OCBC has also helped clients cope with currency fluctuations. It used a swap structure, for example, to help a customer that believed the renminbi would continue to appreciate over the next two years against the US dollar, and wished to reduce its borrowing costs in Singapore dollars. This structure potentially allows the client to receive 3% a year based on a Singapore dollar notional amount agreed at the start, and to participate in the upside.

The bank did this by developing an appreciation swap whereby if the renminbi appreciates against the US dollar on any particular month, the customer receives 0.25% of the notional amount. If it depreciates on any particular month, depending on the rate of depreciation, it pays based on a formula but capped at 0.13% of notional amount each month. The swap will be knocked out once the customer receives a cumulative 1% of the notional amount. In a best-case scenario, the swap lasts for only four months, then gets knocked out. In a worst-case scenario, if the client's view was wrong from the start and the US dollar appreciates against the renminbi, the client has to pay an additional cost of 1.56% for the next two years. As it happened, the client collected 1% and the swap was knocked out in September.

Interest rate hedging

OCBC has also done a lot of new work related to hedging interest rate risk, although the bank declines to give indicative numbers. "It has been a big year for interest rates," says Wee. "We have seen huge movements in interest rates, and we have customers who were hedging across various markets. Some have hedged at very attractive rates. Some purchased option caps and swaps. As rates come off, we continue to engage our clients, advise them on rates, and across the whole year we have seen very steady growth in that area."

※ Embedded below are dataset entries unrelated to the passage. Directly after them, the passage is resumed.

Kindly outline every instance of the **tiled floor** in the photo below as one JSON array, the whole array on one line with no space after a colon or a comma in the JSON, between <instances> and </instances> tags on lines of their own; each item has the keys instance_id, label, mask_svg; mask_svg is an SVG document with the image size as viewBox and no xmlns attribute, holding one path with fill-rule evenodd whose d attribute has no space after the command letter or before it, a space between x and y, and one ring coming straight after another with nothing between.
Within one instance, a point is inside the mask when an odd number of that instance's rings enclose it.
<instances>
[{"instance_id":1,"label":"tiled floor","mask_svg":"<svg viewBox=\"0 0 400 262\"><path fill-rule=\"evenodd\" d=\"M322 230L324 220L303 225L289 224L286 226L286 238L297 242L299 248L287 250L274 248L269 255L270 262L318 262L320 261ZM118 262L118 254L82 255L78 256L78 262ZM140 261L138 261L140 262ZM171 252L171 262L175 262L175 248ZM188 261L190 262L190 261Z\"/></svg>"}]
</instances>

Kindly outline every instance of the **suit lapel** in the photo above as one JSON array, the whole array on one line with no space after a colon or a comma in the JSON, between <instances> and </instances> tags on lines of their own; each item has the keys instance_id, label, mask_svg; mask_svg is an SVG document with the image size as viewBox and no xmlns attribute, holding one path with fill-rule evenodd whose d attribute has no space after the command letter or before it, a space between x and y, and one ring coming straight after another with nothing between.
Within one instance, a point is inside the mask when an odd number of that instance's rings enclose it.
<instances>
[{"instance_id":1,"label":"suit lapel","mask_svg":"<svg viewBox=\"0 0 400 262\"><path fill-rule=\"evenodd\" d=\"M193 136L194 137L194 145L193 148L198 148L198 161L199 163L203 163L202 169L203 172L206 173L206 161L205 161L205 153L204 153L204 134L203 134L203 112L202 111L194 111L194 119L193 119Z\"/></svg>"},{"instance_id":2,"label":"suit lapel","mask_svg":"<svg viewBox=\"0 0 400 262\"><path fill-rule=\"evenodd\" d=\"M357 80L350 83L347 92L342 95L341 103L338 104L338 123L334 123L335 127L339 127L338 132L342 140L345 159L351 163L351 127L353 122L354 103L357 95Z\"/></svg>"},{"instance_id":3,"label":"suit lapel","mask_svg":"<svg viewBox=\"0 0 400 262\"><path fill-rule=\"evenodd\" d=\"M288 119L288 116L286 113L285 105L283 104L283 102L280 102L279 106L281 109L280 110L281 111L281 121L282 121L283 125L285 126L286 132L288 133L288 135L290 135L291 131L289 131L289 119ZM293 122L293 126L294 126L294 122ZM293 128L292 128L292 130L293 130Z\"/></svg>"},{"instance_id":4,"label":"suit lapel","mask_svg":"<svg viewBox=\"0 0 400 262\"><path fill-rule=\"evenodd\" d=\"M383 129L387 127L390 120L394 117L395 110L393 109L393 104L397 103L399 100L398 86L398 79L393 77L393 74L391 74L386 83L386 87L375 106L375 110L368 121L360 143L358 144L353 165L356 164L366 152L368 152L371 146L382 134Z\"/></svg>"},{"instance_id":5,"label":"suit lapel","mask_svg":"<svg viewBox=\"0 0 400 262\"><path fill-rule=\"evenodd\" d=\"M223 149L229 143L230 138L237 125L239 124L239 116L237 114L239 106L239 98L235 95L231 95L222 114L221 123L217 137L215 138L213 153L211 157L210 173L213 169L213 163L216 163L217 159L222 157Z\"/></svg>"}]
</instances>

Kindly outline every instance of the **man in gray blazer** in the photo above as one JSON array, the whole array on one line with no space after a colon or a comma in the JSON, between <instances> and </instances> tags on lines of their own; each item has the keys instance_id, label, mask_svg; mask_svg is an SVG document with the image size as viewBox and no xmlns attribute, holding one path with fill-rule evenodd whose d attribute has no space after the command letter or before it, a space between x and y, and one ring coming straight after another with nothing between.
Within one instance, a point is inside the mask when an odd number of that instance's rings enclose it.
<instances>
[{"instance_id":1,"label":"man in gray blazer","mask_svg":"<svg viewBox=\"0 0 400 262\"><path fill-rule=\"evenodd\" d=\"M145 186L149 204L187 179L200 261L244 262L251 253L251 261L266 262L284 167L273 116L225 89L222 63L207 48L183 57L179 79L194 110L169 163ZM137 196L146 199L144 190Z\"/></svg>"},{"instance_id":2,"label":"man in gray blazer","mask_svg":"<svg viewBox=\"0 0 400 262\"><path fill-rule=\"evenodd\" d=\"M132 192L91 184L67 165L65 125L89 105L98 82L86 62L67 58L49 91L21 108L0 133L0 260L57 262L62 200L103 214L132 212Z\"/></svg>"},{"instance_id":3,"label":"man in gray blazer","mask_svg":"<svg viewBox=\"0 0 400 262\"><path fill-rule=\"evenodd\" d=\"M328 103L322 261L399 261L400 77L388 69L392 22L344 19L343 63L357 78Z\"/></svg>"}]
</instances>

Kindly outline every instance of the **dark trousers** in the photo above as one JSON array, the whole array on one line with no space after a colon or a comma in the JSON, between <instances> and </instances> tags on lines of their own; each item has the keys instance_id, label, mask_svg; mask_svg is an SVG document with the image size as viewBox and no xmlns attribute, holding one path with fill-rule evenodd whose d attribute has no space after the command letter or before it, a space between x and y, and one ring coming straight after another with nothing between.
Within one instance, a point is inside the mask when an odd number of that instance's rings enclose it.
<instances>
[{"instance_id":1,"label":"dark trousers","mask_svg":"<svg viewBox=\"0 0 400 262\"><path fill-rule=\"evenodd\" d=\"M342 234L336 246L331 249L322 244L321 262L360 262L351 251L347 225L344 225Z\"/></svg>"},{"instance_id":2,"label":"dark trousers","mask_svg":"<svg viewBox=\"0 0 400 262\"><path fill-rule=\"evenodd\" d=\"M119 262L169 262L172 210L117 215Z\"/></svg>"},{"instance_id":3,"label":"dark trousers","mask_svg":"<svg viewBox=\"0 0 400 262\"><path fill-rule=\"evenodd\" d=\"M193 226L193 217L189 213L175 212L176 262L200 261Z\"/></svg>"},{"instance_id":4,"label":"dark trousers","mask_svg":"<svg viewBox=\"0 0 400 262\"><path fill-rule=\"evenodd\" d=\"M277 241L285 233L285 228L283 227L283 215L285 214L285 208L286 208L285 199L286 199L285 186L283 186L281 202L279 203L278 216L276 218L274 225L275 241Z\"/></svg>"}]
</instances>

One OCBC corporate customer in Singapore says the bank's work in helping with interest rate risks has been of particular value this year. The client, a publicly listed company, says one interest rate swap deal structured by OCBC ended up saving it S$86,000 ($58,000).

The client also praised the quality of OCBC's relationship managers in times of stress. "We have relied on OCBC for a long time," the client says. "We rely on the bank for relationship (advice), especially during a crisis. In general, most of the relationship managers at OCBC stay put for quite a while - a minimum of three years. That makes them relatively more stable."

In addition to its 22-strong team of relationship managers on the corporate side, the bank engages with clients regularly on a variety of other levels. "With our client base, we have to reach out to thousands of customers," says Wee. "We have leveraged across our different channels, from sales people in treasury who look after our top clients down to SMEs. Our people will look after a select group of customers, constantly calling the customer, meeting with them face-to-face to proactively engage them."

OCBC also has education programmes for internal staff training that include rigorous role-playing for potential sales scenarios. This, combined with its developing confidence in providing derivatives-based solutions to suit customer needs in challenging markets, has helped the bank win this award.